My hon. Friend sought to draw a distinction between EU and non-EU citizens or, to use the technical terms, European economic area citizens and non-EEA citizens. It is important to understand that distinction. The free movement directive, by which all EU member states are bound, provides that EEA nationals and their family members have certain rights to live and work in other EU countries.

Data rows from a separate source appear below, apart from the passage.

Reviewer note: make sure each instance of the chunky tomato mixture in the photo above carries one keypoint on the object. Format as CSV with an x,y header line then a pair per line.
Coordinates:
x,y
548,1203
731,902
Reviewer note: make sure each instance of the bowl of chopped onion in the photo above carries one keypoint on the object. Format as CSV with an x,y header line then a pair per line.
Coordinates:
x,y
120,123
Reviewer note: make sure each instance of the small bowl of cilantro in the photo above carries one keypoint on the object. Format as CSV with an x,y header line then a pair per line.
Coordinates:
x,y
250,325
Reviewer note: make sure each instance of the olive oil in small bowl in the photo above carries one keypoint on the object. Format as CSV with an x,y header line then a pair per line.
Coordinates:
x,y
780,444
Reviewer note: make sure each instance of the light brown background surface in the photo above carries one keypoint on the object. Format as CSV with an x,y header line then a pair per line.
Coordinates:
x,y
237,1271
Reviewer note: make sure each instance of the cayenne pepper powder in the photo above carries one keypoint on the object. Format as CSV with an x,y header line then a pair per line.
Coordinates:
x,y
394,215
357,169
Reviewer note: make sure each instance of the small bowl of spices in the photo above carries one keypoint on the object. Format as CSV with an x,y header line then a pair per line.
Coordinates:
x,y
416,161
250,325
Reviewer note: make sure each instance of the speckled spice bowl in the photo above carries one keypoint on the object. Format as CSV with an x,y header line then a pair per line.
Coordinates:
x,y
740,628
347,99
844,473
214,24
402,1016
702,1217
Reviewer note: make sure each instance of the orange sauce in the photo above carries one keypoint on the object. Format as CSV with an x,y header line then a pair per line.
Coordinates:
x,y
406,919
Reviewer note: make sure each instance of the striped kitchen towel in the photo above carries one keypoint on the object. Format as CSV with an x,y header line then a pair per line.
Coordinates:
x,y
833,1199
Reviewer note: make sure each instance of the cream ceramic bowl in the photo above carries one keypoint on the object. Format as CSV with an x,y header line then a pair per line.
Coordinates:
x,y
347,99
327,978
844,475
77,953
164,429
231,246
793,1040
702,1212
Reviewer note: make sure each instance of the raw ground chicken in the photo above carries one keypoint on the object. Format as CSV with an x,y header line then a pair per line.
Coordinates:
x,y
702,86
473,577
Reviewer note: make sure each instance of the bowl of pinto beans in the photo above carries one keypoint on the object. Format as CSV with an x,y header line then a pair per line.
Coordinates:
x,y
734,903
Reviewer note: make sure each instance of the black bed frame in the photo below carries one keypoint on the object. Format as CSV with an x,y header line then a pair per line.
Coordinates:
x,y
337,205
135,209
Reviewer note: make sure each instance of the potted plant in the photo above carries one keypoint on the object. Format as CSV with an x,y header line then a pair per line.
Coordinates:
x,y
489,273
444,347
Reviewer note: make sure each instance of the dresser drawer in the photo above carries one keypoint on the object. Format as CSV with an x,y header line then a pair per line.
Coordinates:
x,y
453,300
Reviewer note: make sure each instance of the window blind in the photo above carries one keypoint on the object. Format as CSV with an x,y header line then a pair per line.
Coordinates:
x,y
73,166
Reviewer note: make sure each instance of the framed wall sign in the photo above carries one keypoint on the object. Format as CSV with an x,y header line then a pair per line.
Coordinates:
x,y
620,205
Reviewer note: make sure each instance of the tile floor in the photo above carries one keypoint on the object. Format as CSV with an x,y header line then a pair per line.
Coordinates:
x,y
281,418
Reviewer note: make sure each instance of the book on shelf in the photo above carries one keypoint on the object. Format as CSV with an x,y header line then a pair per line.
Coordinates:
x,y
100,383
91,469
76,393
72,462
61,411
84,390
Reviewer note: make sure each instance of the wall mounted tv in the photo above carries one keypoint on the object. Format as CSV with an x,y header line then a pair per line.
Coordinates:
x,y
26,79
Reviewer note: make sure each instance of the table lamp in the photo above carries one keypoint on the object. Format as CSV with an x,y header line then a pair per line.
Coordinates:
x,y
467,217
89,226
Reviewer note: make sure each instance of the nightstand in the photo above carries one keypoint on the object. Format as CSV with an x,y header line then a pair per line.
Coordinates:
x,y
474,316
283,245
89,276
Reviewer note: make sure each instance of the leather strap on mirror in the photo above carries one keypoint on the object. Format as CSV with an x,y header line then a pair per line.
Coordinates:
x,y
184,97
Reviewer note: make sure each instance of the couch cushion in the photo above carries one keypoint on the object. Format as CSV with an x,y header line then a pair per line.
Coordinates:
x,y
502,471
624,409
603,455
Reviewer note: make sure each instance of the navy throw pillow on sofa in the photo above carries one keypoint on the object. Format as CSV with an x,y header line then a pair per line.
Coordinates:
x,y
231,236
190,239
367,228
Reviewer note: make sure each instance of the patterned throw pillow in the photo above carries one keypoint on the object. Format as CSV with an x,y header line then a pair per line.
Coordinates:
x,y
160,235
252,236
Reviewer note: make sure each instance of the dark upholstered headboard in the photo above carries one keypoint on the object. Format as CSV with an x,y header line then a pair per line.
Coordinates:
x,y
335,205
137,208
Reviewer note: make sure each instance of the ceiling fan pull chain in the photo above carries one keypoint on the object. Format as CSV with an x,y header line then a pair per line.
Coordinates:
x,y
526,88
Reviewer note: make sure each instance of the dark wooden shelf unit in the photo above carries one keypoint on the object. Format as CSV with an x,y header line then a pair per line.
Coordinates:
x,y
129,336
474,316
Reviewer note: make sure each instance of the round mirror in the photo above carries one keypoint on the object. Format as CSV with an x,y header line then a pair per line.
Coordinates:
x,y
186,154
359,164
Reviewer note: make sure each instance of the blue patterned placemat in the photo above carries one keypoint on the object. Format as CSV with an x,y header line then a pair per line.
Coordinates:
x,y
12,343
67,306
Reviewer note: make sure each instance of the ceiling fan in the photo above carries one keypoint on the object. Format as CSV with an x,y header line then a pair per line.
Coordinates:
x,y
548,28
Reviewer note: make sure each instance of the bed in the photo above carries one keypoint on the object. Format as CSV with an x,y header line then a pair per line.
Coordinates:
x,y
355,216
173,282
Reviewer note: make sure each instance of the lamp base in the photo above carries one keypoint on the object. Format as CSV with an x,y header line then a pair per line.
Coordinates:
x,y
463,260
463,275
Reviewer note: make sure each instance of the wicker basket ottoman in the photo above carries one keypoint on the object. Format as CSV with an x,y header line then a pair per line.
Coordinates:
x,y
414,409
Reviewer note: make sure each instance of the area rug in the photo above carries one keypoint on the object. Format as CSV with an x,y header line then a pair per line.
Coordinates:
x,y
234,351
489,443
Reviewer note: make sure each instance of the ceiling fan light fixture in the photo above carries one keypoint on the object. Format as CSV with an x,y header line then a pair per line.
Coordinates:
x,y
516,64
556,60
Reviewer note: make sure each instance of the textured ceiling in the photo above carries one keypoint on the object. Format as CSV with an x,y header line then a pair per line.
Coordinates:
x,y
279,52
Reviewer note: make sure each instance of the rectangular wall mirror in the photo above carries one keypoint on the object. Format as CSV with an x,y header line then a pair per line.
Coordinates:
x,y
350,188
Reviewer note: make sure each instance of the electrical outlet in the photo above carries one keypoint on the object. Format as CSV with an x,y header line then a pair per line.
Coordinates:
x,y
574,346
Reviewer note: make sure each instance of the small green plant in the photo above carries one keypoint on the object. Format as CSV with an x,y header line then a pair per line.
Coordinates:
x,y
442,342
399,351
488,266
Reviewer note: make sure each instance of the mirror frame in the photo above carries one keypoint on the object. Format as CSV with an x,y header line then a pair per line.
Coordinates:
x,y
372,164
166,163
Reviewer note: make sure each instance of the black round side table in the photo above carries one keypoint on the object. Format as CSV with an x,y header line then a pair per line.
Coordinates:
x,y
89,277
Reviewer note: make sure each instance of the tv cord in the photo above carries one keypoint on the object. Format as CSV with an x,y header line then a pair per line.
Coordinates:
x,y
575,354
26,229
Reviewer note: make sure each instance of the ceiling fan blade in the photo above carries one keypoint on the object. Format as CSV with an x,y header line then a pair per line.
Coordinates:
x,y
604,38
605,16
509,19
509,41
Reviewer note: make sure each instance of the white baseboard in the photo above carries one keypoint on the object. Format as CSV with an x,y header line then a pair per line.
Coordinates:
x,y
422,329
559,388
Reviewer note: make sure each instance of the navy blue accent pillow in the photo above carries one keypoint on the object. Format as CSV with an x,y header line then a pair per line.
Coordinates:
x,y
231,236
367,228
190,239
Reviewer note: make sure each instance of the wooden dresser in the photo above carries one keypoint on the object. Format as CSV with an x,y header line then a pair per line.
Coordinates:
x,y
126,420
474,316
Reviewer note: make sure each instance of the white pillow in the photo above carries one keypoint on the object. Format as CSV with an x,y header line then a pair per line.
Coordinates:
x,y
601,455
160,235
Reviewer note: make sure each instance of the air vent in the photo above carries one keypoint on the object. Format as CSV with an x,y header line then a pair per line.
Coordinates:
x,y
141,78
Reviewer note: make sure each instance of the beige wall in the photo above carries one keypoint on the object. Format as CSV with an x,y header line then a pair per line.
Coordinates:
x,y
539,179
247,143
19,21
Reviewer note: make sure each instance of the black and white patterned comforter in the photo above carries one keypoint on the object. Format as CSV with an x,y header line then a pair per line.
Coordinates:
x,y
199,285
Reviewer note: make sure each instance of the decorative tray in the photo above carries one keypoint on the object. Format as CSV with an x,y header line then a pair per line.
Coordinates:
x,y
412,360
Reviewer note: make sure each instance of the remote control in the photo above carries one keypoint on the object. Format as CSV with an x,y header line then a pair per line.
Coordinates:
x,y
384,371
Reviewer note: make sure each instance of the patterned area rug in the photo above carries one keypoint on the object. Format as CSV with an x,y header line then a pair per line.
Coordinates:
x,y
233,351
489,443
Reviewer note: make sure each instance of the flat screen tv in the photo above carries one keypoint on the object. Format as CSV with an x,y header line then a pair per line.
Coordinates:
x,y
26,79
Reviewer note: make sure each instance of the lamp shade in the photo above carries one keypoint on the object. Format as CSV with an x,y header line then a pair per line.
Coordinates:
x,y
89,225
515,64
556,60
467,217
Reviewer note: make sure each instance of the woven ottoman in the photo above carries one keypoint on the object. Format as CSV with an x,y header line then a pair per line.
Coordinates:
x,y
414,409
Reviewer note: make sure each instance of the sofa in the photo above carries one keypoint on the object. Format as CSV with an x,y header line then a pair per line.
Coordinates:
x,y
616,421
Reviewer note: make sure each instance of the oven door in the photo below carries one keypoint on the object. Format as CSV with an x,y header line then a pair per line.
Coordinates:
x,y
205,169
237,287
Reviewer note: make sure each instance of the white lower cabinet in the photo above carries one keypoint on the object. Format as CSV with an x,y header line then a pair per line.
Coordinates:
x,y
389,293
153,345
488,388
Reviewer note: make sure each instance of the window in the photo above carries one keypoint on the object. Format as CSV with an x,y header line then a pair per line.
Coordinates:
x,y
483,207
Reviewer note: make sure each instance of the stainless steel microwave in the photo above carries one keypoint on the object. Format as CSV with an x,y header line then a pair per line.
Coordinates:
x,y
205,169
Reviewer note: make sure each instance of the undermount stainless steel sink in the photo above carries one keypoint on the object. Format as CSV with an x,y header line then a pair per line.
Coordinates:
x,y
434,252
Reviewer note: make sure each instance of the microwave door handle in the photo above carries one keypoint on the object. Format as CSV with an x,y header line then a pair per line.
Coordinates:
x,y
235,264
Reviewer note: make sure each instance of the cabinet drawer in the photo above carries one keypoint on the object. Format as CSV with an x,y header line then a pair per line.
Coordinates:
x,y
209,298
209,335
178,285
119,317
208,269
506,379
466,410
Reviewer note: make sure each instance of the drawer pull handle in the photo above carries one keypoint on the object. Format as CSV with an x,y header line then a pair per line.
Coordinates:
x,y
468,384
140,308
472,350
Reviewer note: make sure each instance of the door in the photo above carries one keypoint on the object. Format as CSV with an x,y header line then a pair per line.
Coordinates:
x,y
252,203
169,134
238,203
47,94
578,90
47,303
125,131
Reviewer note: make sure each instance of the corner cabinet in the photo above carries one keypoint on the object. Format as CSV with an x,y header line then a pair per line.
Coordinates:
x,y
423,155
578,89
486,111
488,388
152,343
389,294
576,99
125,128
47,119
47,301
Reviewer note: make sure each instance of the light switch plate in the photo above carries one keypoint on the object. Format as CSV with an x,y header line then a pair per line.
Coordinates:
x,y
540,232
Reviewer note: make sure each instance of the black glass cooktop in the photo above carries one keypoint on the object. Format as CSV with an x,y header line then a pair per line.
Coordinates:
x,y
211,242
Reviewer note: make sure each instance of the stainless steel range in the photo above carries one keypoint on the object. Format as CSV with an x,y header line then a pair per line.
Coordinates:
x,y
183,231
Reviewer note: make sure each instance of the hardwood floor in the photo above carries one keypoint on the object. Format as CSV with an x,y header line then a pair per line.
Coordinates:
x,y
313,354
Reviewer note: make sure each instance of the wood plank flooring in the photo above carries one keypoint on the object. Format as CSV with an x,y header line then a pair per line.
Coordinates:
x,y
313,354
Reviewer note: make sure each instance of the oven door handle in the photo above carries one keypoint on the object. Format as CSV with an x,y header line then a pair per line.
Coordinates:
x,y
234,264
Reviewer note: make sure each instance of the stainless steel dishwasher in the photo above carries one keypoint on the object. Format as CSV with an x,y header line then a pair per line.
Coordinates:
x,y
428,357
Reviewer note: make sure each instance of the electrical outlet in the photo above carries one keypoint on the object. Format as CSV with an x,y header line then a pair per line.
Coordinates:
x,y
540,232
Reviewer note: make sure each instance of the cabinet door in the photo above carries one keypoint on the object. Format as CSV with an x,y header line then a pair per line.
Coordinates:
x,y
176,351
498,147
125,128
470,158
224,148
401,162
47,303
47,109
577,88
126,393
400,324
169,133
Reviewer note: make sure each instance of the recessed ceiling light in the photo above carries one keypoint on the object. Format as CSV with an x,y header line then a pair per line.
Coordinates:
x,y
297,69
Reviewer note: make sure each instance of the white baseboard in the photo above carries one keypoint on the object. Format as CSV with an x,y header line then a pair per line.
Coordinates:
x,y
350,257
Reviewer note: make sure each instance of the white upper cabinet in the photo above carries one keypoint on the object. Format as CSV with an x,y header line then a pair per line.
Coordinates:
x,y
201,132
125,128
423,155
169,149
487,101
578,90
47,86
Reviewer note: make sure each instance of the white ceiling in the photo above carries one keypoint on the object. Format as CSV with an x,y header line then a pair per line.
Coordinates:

The UK has implemented the directive by way of the Immigration (European Economic Area) Regulations 2006, which provide the power to deport, exclude or administratively remove EEA nationals and their family members from the UK. EEA nationals can be deported from the UK on grounds of public policy, public security or public health. All EEA nationals who receive a custodial sentence are considered for deportation or administrative removal, including individuals who engage in persistent low-level offending. We take a robust approach when considering and pursuing the deportation of EEA national offenders, working within the terms of the directive.
A decision to deport cannot be made solely on the basis of a person’s previous criminal convictions and we must balance other factors. Therefore if the Bill intends that an EEA national convicted of an offence in the UK should be deported solely on the basis of that conviction, regardless of the nature of the offending and without the assessment of the case’s individual circumstances or the proportionality of deportation action, it would not be consistent with the freedom of movement directive.
My hon. Friend sets out his desire for a general approach, but other issues are at play. This is a complex picture, and I have highlighted one element in the freedom of movement directive. There is also the refugee convention, in which I know he has taken a long-standing interest, and other provisions are contained in that. We must therefore understand when legislating in this House the number of different international obligations, conventions, treaties—not to mention the European convention on human rights, which we can return to later—that we would need to consider. Perhaps the issue is a little wider and more complex than the Bill understands or recognises.